We have built a toolbox for chloroplast transformation. In our chosen organism Chlamydomonas reinhardtii (Chlamy) we have targeted all the transformation steps and improved each of them. We have built a library of tested parts optimised for Chlamydomonas or related chloroplasts. We built a gene gun which is less than 1/100 of commercial price and an incubator for our cells with many functions. Moreover we modelled the behaviour of transformed systems. Finally we designed a wetlab tool which could help achieve essential homoplasmy (transformation of all copies of chloroplast DNA) in one generation instead of 2-3 months of selection. Our design incorporated numerous discussions about biosafety and our library contains the relevant parts for practical implementation!

Why Chlamydomonas?

Chlamydomonas has its natural advantage over many other single celled organisms in the lab such as E.coli or yeast. Unlike E. coli or yeast it does not need extra carbon source such as glucose. This will make a huge difference in an industrial scale.

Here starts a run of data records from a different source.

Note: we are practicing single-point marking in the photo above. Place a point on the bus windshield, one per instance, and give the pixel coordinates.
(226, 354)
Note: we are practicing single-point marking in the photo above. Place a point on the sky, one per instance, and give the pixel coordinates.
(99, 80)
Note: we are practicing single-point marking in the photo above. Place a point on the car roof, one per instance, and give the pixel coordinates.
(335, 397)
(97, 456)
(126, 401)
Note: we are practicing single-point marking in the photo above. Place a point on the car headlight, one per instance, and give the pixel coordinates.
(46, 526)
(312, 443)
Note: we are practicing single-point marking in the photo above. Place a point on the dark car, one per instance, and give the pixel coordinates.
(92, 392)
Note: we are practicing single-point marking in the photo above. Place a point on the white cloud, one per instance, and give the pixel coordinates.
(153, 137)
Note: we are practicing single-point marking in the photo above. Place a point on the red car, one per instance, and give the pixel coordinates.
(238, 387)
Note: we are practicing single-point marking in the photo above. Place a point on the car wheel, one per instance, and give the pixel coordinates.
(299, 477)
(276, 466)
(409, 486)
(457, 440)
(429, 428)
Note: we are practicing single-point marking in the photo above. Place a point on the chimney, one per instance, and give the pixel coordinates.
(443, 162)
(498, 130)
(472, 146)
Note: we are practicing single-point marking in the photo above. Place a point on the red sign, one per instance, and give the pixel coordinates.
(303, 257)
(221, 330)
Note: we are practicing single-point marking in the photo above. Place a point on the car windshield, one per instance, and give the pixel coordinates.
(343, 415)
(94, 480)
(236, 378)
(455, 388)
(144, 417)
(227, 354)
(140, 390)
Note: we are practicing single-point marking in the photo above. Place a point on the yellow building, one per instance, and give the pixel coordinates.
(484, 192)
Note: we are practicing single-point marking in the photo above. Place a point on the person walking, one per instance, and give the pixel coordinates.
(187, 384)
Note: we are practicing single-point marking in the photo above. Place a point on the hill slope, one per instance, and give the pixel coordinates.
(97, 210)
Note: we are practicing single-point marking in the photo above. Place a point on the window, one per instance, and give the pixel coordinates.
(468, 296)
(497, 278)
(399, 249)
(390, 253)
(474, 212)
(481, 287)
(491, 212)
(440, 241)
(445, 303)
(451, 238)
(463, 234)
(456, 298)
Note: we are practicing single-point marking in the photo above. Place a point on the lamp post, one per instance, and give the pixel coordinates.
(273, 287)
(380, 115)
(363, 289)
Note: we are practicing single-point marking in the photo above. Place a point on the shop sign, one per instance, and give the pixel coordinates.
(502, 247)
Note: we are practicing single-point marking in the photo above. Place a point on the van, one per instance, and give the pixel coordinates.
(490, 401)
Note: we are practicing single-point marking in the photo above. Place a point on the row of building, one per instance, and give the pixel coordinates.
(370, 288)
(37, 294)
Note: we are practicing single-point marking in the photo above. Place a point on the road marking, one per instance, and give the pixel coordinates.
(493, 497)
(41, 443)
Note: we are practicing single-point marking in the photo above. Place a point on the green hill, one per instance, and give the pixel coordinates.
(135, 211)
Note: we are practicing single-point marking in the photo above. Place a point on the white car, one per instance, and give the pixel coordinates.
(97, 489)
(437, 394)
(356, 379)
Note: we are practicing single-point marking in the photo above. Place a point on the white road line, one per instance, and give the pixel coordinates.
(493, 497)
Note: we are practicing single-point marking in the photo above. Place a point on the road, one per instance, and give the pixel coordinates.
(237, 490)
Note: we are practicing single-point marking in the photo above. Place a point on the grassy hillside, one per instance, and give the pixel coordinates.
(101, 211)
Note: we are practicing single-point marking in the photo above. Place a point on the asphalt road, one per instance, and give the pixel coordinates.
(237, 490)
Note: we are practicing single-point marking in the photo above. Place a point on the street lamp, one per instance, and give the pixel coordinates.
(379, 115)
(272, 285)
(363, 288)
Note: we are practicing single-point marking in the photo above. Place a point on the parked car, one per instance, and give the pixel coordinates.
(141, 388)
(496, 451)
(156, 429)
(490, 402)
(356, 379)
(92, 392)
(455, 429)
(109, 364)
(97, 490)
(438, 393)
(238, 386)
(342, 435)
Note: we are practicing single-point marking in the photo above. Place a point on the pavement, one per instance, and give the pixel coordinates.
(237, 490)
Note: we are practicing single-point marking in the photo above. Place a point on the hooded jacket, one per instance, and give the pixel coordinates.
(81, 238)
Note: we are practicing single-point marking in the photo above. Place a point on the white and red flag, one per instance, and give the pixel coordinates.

In addition, the plant cell systems allows post-transaltional modification such as complex folding and glycosylation.
A well-established model system alga Chlamydomonas with a single chloroplast is a perfect chassis for prototyping plant work in iGEM time scales.

Why Chloroplasts?

Naturally specialized in synthesis

Allows precise editing because DNA integration occurs almost exclusively through homologous integration in Chlamydomonas chloroplast

Higher transgene yields than nucleus

What are the problems?

Complex cloning design

Equipment is expensive and sometimes inaccessible

More time consuming than bacteria engineering

Improving Chloroplast Transformation Step by Step

Library of Parts
Our library of parts contains many parts necessary for synthetic biology of chloroplasts. They have been tested by cloning in E. coli, some by shooting into Chlamy and extracting, some even by sequencing. They all were designed with the intention to facilitate bringing our homoplasmy tool into practice.

Our Improved parts:
BBa_K2148013
Cas9 is a molecular tool which together with its guide RNA can cut DNA sequences at sequence-specific places. Our Cas9 is codon-optimized for Chlamydomonas reinhardtii chloroplast chassis (likely useable in other chloroplasts). Additionally it has a fusion tag to link reporter genes such as fluorescent proteins. It is fully compatible with the increasingly popular Phytobrick standard.

BBa_K2148009
GFP is the most classic fluorescent reporter protein with very wide range of usage. Our GFP is again codon-optimised for Chlamydomonas reinhardtii chloroplast. Moreover it is compatible with Phytobrick standard.